Un acte de violence inouïe a secoué Barsalogho, dans la région Centre-Nord du Burkina Faso, ce samedi, faisant au moins une centaine de victimes civiles. Des hommes armés, arrivés à moto, ont ouvert le feu de manière indiscriminée sur des habitants qui s’affairaient à creuser des tranchées défensives autour de leur localité, une mesure censée les protéger des attaques jihadistes. Le Groupe de Soutien à l’Islam et aux Musulmans (JNIM), une organisation terroriste affiliée à Al-Qaïda, a rapidement revendiqué cette massacre.
Bien que le bilan précis reste incertain, cette attaque s’impose comme l’une des plus meurtrières contre des civils au Burkina Faso ces dernières années. Selon diverses sources, le nombre de morts oscille entre 100 et 200, tandis que 140 blessés ont été acheminés vers l’hôpital de Kaya, à environ 45 kilomètres, et vers d’autres centres médicaux régionaux. Parmi les défunts figurent de nombreux membres des Volontaires pour la Défense de la Patrie (VDP), une force civile instituée par le gouvernement burkinabé pour appuyer les militaires dans la lutte contre le terrorisme. Les assaillants ont également mis la main sur des armes et une ambulance militaire.
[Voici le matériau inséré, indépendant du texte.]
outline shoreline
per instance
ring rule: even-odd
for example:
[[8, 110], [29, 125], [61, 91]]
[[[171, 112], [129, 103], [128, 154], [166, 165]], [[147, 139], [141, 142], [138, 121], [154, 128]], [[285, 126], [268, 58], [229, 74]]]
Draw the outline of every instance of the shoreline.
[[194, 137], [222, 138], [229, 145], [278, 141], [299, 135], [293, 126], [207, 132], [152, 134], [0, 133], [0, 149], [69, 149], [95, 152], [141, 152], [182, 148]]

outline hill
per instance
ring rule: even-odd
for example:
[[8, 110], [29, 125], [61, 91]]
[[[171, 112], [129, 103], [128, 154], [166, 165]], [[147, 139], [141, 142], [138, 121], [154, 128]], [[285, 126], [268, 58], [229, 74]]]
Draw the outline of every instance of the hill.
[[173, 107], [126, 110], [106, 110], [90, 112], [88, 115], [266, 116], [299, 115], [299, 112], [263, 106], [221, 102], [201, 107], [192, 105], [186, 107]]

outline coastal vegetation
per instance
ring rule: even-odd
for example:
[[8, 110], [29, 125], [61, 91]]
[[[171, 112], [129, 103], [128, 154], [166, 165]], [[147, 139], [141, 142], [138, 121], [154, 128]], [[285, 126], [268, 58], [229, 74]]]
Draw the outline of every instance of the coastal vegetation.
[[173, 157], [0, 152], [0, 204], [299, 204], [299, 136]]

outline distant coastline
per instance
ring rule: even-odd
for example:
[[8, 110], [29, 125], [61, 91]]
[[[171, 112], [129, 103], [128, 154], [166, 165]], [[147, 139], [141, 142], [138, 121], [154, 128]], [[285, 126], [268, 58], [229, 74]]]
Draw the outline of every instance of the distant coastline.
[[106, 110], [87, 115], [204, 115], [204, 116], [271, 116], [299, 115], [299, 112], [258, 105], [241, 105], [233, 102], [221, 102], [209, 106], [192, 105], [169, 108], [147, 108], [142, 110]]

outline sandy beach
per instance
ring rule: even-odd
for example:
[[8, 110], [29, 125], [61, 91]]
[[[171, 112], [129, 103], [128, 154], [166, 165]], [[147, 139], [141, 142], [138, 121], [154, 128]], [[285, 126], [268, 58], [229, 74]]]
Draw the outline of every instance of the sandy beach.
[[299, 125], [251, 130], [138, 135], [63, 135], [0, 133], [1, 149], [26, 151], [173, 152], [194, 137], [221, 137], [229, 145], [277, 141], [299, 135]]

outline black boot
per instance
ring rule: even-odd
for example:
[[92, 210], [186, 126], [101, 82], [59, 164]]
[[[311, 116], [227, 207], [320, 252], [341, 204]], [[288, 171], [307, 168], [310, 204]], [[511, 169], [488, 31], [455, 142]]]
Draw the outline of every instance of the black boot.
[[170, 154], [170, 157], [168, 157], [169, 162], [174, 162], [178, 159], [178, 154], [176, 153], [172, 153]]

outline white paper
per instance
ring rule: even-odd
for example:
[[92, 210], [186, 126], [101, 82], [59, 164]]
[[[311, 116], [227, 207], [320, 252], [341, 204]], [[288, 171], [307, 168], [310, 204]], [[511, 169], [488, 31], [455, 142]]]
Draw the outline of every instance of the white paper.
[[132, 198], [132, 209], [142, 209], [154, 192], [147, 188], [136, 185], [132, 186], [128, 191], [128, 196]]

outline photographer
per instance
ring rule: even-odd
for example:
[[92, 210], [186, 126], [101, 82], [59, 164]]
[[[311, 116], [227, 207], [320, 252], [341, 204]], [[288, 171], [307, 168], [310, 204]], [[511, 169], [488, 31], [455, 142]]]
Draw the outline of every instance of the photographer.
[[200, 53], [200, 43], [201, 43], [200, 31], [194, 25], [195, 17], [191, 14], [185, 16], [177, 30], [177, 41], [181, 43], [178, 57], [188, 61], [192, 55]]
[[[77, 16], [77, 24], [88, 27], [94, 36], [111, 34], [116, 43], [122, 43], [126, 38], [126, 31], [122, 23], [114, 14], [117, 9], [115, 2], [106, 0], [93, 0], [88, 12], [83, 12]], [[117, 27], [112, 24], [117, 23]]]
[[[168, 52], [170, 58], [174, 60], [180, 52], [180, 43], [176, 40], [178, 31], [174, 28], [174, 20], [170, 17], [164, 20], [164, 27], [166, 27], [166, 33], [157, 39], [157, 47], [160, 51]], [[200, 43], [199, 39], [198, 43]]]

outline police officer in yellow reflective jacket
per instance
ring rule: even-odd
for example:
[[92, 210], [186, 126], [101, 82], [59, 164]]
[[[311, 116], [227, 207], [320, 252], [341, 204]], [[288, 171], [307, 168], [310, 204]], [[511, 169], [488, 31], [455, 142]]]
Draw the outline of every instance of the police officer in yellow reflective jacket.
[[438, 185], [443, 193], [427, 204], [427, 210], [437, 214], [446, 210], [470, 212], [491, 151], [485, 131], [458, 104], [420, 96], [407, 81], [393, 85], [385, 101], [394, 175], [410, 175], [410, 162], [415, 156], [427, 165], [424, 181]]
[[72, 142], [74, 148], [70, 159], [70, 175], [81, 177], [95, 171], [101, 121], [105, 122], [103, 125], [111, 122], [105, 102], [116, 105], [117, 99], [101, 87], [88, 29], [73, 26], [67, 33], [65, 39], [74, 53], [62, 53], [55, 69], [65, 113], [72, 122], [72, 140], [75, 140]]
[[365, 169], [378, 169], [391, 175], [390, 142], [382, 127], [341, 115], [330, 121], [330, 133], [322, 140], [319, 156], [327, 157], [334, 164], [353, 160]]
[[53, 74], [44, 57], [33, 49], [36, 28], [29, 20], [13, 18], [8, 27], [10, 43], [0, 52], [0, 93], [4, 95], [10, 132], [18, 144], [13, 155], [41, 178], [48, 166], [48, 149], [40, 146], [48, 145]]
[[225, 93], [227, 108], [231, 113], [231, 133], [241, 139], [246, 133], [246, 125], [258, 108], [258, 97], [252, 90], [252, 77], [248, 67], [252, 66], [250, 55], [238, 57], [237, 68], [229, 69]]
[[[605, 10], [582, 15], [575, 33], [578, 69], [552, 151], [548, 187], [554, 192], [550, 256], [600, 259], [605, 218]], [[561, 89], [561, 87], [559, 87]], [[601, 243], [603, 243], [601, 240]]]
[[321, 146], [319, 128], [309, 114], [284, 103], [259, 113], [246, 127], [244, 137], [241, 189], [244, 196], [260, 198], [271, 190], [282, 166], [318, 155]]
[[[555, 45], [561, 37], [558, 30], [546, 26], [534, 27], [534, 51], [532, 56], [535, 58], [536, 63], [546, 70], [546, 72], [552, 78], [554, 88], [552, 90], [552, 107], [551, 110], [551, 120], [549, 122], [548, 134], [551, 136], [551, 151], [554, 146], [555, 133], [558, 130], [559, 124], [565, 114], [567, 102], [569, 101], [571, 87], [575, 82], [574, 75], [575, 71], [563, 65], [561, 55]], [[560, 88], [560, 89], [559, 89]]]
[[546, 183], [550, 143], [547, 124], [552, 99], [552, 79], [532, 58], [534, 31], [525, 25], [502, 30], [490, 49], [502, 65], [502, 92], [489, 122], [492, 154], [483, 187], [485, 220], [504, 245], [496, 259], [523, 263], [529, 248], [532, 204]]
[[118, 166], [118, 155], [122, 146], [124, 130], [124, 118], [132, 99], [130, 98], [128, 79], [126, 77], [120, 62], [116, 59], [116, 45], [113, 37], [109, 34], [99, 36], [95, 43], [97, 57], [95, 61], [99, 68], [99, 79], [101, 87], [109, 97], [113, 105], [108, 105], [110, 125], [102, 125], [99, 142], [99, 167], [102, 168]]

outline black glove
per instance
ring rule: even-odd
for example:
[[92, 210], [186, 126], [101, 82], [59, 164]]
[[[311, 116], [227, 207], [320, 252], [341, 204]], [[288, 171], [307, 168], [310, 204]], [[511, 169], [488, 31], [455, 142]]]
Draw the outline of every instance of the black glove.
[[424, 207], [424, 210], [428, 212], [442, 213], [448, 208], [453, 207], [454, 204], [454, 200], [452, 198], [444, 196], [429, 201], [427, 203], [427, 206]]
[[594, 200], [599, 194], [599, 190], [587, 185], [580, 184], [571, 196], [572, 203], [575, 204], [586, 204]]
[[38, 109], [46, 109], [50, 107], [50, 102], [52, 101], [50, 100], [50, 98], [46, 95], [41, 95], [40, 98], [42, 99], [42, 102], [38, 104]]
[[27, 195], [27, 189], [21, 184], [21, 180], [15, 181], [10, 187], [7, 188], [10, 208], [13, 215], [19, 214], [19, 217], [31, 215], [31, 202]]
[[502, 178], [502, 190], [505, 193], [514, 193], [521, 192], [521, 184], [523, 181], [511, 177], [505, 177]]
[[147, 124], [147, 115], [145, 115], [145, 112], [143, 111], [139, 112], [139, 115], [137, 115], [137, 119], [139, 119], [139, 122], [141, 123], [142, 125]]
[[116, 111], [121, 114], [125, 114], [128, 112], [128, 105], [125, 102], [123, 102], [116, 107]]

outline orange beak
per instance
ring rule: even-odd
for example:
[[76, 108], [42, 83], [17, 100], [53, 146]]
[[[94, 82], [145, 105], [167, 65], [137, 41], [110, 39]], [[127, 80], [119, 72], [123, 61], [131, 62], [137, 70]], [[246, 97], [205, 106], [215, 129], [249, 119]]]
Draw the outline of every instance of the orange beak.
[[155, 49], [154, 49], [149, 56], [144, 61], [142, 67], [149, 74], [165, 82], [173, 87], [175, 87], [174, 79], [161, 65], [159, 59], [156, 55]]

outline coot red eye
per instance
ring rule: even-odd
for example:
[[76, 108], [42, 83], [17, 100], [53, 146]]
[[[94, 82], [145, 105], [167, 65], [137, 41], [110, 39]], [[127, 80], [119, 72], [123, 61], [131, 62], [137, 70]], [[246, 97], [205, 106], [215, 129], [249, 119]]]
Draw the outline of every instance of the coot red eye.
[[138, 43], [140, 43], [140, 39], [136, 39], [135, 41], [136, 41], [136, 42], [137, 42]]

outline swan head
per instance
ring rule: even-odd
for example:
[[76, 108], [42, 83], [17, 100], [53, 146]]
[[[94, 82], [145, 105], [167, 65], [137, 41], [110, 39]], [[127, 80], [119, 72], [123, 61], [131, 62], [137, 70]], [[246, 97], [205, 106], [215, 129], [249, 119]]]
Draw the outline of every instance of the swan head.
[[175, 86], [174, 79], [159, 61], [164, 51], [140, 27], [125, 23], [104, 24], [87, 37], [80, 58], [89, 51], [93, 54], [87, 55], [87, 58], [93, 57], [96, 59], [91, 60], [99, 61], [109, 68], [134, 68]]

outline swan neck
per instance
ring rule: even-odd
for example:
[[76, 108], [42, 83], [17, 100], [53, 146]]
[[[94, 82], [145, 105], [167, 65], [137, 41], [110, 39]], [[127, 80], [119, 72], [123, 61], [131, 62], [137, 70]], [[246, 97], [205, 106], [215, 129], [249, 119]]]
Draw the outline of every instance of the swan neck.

La région Centre-Nord est malheureusement habituée aux embuscades, aux attaques terroristes et à la pose d’engins explosifs, actions orchestrées par la branche locale du JNIM, le groupe jihadiste prédominant au Sahel central. Paradoxalement, cette zone accueille également des dizaines de milliers de personnes déplacées internes fuyant la violence qui sévit plus au nord du pays. Barsalogho est située à 145 kilomètres de la capitale, Ouagadougou.
Depuis son accession au pouvoir par un coup d’État en septembre 2022, le capitaine Ibrahim Traoré a fait de la lutte contre les extrémistes islamistes sa priorité absolue, visant à reprendre le contrôle de l’intégralité du territoire national. « Je consacre 80 % de mon temps à la guerre », a-t-il affirmé récemment. Malgré l’arrivée d’une centaine d’instructeurs et de mercenaires russes, ces derniers sont principalement affectés à la protection du capitaine Traoré lui-même. Sa stratégie de « reconquête » repose davantage sur l’acquisition de matériel, comme des drones de combat de fabrication turque, et sur l’engagement de la population civile, notamment par le biais du recrutement de volontaires. Des dizaines de civils ont par ailleurs été envoyés au front en guise de punition pour leurs critiques envers la junte militaire.
Des volontaires en première ligne, sous-équipés
Les Volontaires pour la Défense de la Patrie (VDP), dont quelque 30 000 sont déployés en première ligne de défense, bénéficient d’une formation militaire rudimentaire. Cependant, dans de nombreux cas, ils manquent cruellement d’armes ou de munitions pour affronter les groupes terroristes. Cette situation les rend particulièrement vulnérables, comme en témoigne la tragédie de Barsalogho. Le Projet de données sur les événements et les localisations des conflits armés (Acled) estime qu’environ 5 000 volontaires ont péri lors de diverses attaques depuis la création de cette force en 2019. Malgré l’ardent engagement patriotique de beaucoup, un mécontentement grandissant se fait sentir dans leurs rangs, selon une source burkinabé proche des VDP. Leur contribution est rémunérée par une prime mensuelle d’environ 120 euros.
Le Burkina Faso est en proie à une insurrection jihadiste depuis 2015, touchant particulièrement le nord, l’est et l’ouest du pays. Ce conflit a déjà causé des milliers de décès et engendré plus de deux millions de déplacés internes. On estime que plus de la moitié du territoire burkinabé échappe au contrôle de l’État. Dans de vastes zones, la présence des forces de défense se limite aux axes routiers principaux et aux grandes agglomérations. Les attaques jihadistes contre militaires et civils, souvent des volontaires ou leurs proches, sont fréquentes. Toutefois, des allégations de violences commises par l’armée ou les VDP eux-mêmes existent. En avril dernier, Human Rights Watch a ainsi accusé les Forces Armées burkinabées et leurs auxiliaires civils d’être responsables du décès de 223 personnes, dont 56 enfants, dans deux villages du nord du pays, des faits que le gouvernement burkinabé a fermement démentis.